A problem, which is clearly visible, but often not known to application developers and architects is the content structure, which is exposed to the user by the URL. Consider the following small example for a simple content structure:
/content/brand/en/home
for the startpage of a CQ-based website. The “home”-handle is the startpage and is thus called via
www.example.com/content/brand/en/home.html
So, where’s the problem? Well, most templates provide a kind of HTML representation of their content. So let’s try
www.example.com/content/brand/en.html
maybe also a structure handle such as the language node (which is often just used to differentiate between languages) does also provide a HTML representation of its content; so it could just render its child nodes as a dotted list.
So, what’s then? Does it harm, if you reveal, that you provide beside english also chinese content? No, it doesn’t. Most times it doesn’t. But when you already have fresh content ready, but not yet linked? It would appear in such a list. Or if you have “hidden content”, functions which are known only to a small group of people? Things, which aren’t secured by authentication and authorization. Suddenly someone has found your private data and could make use of it.
The trash can for functionality is often a folder named “tools”; developers tend to place everything there which doesn’t fit well into any other category.
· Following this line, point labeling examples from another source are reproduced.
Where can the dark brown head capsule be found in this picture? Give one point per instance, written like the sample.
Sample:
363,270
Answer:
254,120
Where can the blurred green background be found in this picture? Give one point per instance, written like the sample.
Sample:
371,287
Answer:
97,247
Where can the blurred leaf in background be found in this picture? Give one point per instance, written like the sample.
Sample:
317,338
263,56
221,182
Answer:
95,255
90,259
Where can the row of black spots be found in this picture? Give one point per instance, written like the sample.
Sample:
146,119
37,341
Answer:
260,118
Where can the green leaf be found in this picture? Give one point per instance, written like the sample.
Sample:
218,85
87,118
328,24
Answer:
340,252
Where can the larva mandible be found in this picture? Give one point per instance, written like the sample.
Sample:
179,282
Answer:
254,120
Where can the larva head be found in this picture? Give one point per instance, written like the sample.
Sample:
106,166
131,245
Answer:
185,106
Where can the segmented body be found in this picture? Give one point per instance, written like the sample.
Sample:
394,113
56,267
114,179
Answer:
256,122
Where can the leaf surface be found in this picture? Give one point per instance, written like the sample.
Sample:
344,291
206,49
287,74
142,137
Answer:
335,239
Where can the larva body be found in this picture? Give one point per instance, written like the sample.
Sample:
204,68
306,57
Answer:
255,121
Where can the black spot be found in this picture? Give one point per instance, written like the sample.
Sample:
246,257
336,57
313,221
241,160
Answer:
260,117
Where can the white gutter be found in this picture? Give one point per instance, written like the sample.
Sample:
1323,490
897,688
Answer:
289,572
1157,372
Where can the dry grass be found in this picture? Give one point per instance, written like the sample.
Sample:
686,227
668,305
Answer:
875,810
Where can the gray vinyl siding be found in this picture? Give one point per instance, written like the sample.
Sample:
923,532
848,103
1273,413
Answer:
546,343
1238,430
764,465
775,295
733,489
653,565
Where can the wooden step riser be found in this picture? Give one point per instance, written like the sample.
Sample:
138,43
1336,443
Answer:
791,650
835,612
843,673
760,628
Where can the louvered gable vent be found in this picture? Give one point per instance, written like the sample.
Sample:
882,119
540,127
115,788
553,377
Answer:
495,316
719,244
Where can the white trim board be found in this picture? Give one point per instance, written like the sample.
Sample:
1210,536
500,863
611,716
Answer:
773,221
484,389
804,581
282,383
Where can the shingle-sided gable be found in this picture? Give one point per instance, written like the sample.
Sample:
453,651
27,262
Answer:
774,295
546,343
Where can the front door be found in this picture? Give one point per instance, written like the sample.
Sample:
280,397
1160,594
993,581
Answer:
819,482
So you can find there contact forms, search functionality and other stuff. So what happens if you call
www.example.com/content/brand/en/home/tools.html
Does it also your show unused/crappy/new functions, which aren’t used in the website, but are still there? Because for convenience some developer thought, it would be cool to have all tools listed without major hassle (1 bookmark instead of 10). Bad idea, you just showed all your available tools to someone, who shouldn’t see them.
So check you your site, that strucutre nodes, which are only used to structure your content, cannot be rendered at all or don’t reveal any information, which could be useful for an attacker. Either return an empty page or (suggested) return the HTTP statuscode “403” (access denied). Don’t reveal data when it isn’t necessary. A well-engineered site also takes care of such “attacks” and doesn’t reveal any data which could be of use for a potential attacker.
I’ve already done such tests on several CQ-based websites and found (beside some other things) a monitoring page (containing version information of used libraries) and also a hidden webspecial which was dedicated to a member of the webteam, heading for another location (hi, Katrin!). All of these information were public viewable (on a major corporate website!) just by playing around with path names and following then links.